The “recipe” isn’t so much a recipe as it was a recipe. Um. I mean, not a detailed script dictating what to do and how to do it. Moreso an idea, a philosophy in and of itself. One about simplicity. I mean, what’s complicated about sticking a bird into a hot oven? You don’t baste it, you don’t sear it beforehand, you don’t need to slab butter under the skin, you don’t gotta buy a truffle and make a reduction or pacojet the essence of the crushed bones into a quenelle of foam whilst nitro-ing the skin into a crisp. You stick it in an oven.

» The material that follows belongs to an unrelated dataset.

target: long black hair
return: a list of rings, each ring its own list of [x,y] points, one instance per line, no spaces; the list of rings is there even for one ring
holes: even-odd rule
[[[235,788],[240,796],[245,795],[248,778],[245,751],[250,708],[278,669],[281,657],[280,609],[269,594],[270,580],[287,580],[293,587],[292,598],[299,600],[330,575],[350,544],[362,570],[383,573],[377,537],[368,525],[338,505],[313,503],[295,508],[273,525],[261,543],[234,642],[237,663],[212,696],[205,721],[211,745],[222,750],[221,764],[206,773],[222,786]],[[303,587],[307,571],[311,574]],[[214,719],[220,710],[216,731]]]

The result is marvellous. The concept is so simple. High, dry heat. The skin gets nice and crisp because the salt draws out moisture and forms a sort of shell and because the heat is high. The flesh is super tender, breast, thighs whatever. Juicy and delicious. Mostly because you truss it and the salt crusted skin, I suppose, also helps somehow in reducing moisture loss as it forms a sort of ceiling. The other key ingredient is time. The anticipation and the unraveling and the immediate consumption. If you left the chicken too long after it cooked, it would be boring. But because I ALWAYS devour the beast and I typically do the whole bird 5 minutes after it pops out the oven, I am already predisposed towards an enjoyable meal. Of course, these are mere details. It all falls into place because it just does. You don’t have to worry about x factors or y possibilities. Just stick the bird in the oven.

Actually, the only thing I’d add is the use of a wire rack so the chicken fat can drip off and the bottom of the bird stays drier.

If you want to impress your girl and show that you can cook. This is it. All you need to do is try it once first and learn how to maybe truss the chicken via youtube and how to cut up the bird after it’s done. Seriously it’s so damn easy even if you serve it with some McDonald’s fries or whatever, your girl would call you Bocuse as she um, enjoys her meal. Like I said, I keep it extremely minimal. Just the bird. In the oven. I eat barbarian steez. Bare hands and a box of tissues. That’s got some suggestive undertones there but read what you will.

I guess Thomas Keller saved my life. Dayum. I got comfort outta one of the most comfort food recipes in the world plus I managed to squeeze in some existentialist bullcrap into the story and even sexual innuendo.